The extended feline body is yet more pronounced, but less violent and irate in a panel of more subdued earth tones (Cat Life). In Two Humps the upper strip of the body is sinuously elongated, as if Snape is encompassing two or three movements at once; on lower panels they seem to disappear into the colour, embedding themselves contentedly into its benign abstract thickness. They are strongly reminiscent of rock painting from Northern Arnhem Land, especially for the way in which the figure-ground binary is subdued, and the rock appears to house the form rather than simply support. There is no desire on Snape's part for gratuitous cultural references, but what is important here is that the way in which the work of art offers a stable home for the form. In an age that is skeptical of the sacred, these works are nonetheless consoling.

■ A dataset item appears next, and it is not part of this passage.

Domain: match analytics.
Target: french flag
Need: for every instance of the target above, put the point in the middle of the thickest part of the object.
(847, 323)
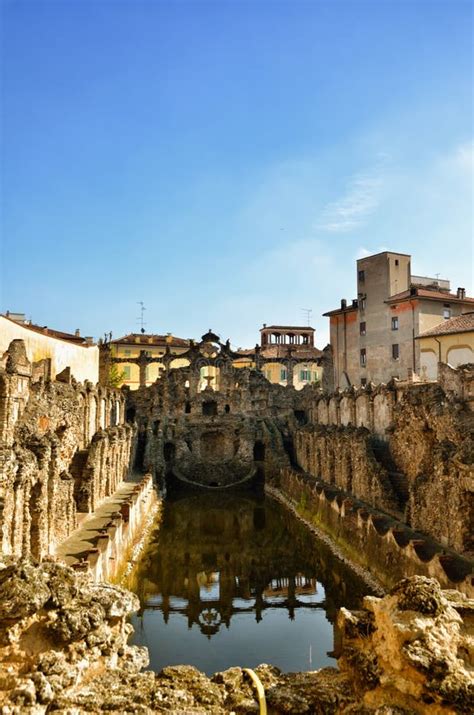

One of the 'jobs' of artists is to show us what is under our noses, or to help us see what we have always been wanting to see; or to alert us to what it is we really ought to be seeing. It is important to remember that the Cubists considered what they were doing, in some mystical way, as a sort of realism. Less mystically, Michael Snape’s cats are of the same genus of realism, yet belongs to creatures of a different genus from us, but whose difference we find either threatening or endearing. Either way, they are animals on which we spend a great deal of imaginative energy. This exhibition is devoted to the kind of embellishments and speculations that we mere humans foist on entities who know that to keep this spell alive, it is best to stay silent.